On the occasions she wanted to express strong emotions, the volume was upped till it was a screech scratching at the blackboard of my mind.

Another’s voice was so weak, it was lost every time she addressed the wings, and when she had to say two impassioned sentences, she was pushing for breath by the second sentence, usually delivering a fading dash of a mumble.

Compound this with the one-note presentation. Bad enough we have three talking heads on stage who must convey the emotions and weight of words of two writers, but whatever the subject, it didn’t seem to be sourced from any deep emotion. 

Dad is mad. Cool.

“I love him.” “He doesn’t love you.” Okay. 

“I didn’t mean to upset you.” (One, she did me, and two, the other actress didn’t look upset at all.)

An avowal of blood ties “You are my sister” is said with the same lack of inflection, stress as a more explosive (or should have been) “This is madness”.

It was three actresses chatting with each other, seemingly unaware of an audience that needed to be drawn into the intrigue and abrasive relations, and not helped by awful blocking that often had them speaking to each other across the width of the stage.

Maybe I was wrong to expect a catfight from three strong female characters, to expect an in-your-face-bitch scratch-fest.
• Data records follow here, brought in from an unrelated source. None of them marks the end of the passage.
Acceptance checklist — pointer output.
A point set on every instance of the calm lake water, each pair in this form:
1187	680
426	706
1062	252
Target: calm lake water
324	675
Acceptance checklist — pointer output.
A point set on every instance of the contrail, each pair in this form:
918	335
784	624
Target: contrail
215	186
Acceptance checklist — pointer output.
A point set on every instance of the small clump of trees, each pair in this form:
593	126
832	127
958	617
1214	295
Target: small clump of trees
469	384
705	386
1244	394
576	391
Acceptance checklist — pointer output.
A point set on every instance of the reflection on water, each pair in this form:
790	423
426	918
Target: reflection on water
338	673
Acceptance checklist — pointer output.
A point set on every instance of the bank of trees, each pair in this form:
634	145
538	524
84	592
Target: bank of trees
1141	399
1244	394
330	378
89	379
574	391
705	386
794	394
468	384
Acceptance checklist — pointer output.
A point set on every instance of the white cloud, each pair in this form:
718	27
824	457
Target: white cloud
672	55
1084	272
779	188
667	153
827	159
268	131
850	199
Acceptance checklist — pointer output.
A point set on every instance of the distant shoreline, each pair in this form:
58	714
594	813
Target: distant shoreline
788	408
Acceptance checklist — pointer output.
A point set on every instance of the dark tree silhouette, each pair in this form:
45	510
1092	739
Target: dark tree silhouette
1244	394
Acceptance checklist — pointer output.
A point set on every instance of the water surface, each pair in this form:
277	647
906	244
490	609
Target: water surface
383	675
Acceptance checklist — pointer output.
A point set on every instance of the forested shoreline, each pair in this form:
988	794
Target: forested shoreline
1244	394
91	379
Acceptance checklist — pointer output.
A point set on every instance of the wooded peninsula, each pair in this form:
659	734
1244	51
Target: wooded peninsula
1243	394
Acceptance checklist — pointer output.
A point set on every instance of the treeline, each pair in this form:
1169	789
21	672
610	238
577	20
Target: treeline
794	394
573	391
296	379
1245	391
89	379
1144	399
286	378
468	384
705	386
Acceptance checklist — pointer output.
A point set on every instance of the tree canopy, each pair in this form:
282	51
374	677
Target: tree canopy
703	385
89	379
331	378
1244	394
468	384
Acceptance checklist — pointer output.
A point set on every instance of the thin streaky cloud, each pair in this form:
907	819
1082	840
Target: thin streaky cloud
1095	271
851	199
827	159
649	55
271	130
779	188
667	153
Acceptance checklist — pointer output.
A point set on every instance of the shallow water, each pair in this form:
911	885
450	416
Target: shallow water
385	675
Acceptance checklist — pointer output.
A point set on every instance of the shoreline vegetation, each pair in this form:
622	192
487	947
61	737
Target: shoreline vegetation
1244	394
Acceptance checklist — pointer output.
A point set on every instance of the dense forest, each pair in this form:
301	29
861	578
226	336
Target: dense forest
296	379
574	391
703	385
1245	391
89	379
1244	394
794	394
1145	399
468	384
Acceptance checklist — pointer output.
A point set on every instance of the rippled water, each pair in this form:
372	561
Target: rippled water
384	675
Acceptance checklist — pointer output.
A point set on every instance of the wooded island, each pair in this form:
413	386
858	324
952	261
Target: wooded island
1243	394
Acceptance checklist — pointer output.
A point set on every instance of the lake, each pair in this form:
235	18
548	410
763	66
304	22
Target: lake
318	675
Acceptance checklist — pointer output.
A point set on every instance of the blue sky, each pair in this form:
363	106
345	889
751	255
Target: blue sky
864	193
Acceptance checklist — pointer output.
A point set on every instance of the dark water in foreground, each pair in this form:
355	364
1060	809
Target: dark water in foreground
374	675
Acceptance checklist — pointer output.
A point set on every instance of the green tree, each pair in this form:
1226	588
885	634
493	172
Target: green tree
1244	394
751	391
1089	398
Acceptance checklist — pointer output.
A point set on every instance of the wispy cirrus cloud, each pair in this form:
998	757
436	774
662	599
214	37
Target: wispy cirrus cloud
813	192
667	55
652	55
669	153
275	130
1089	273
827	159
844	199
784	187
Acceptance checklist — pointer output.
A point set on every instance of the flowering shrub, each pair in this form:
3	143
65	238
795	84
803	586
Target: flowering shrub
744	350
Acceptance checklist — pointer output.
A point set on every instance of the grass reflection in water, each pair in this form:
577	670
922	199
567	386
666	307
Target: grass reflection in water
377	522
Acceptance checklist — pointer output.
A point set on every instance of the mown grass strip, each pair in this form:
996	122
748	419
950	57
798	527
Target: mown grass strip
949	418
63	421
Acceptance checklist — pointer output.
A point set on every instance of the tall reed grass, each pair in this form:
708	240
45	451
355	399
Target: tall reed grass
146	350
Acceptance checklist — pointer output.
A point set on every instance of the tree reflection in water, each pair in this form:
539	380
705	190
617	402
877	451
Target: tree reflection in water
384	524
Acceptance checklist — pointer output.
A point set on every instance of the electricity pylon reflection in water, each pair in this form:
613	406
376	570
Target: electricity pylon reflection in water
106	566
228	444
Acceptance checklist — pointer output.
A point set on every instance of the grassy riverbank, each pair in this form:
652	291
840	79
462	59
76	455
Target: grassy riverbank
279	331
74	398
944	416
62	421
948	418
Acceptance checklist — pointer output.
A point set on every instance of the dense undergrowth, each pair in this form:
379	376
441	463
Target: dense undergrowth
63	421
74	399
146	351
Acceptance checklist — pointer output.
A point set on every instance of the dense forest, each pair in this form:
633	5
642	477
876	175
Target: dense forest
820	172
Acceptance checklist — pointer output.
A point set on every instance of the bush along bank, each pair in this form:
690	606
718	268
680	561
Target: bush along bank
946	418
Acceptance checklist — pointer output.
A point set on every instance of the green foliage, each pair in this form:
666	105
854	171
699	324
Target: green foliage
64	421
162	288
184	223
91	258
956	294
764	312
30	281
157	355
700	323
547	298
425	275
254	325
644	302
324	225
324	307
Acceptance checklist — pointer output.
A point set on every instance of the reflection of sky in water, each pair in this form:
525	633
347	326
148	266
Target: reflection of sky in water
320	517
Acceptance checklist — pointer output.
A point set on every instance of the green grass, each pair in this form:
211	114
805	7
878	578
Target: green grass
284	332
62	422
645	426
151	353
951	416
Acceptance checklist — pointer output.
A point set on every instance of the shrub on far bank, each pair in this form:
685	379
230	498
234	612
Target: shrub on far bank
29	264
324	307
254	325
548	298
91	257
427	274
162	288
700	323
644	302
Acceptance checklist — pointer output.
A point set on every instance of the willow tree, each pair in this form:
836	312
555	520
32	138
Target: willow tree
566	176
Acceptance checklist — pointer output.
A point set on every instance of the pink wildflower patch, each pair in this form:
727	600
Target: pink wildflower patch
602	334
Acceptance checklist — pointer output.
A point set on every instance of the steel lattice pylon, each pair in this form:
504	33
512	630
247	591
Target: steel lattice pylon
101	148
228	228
I’m not fond of melodrama, but there was no drama, just mellow.

Exemplified in Christina Orow’s body language.

She has the height and physical presence to dominate the stage, to be bitch eldest sister Goneril. Looking regal no problem.

But there was no tension in her body. General posture standing – relaxed, one leg slightly forward; arms folded or at the back. Seated – legs crossed, one arm draped over the back of the chair, languid. Comes in to find one sis dead. No tension visible. She dead? Cool. Maybe that’s how Uen saw the character – an ice queen.

Oh yes, there was a peak – a chair was thrown – but the moment was spoiled for me because the actress’ body signalled the move, and, sorry, a plastic chair has no gravitas, the thwack of plastic on wooden stage evoking my only smile of the night.

(Confession. For the first time I committed the cardinal sin of a reviewer and slipped away during the intermission. So please dismiss this piece if you’re an Arts fundamentalist. Blame it on a weak mind and body unable to take any more stretching on the rack of Garble and Gibberish.) – January 24, 2016.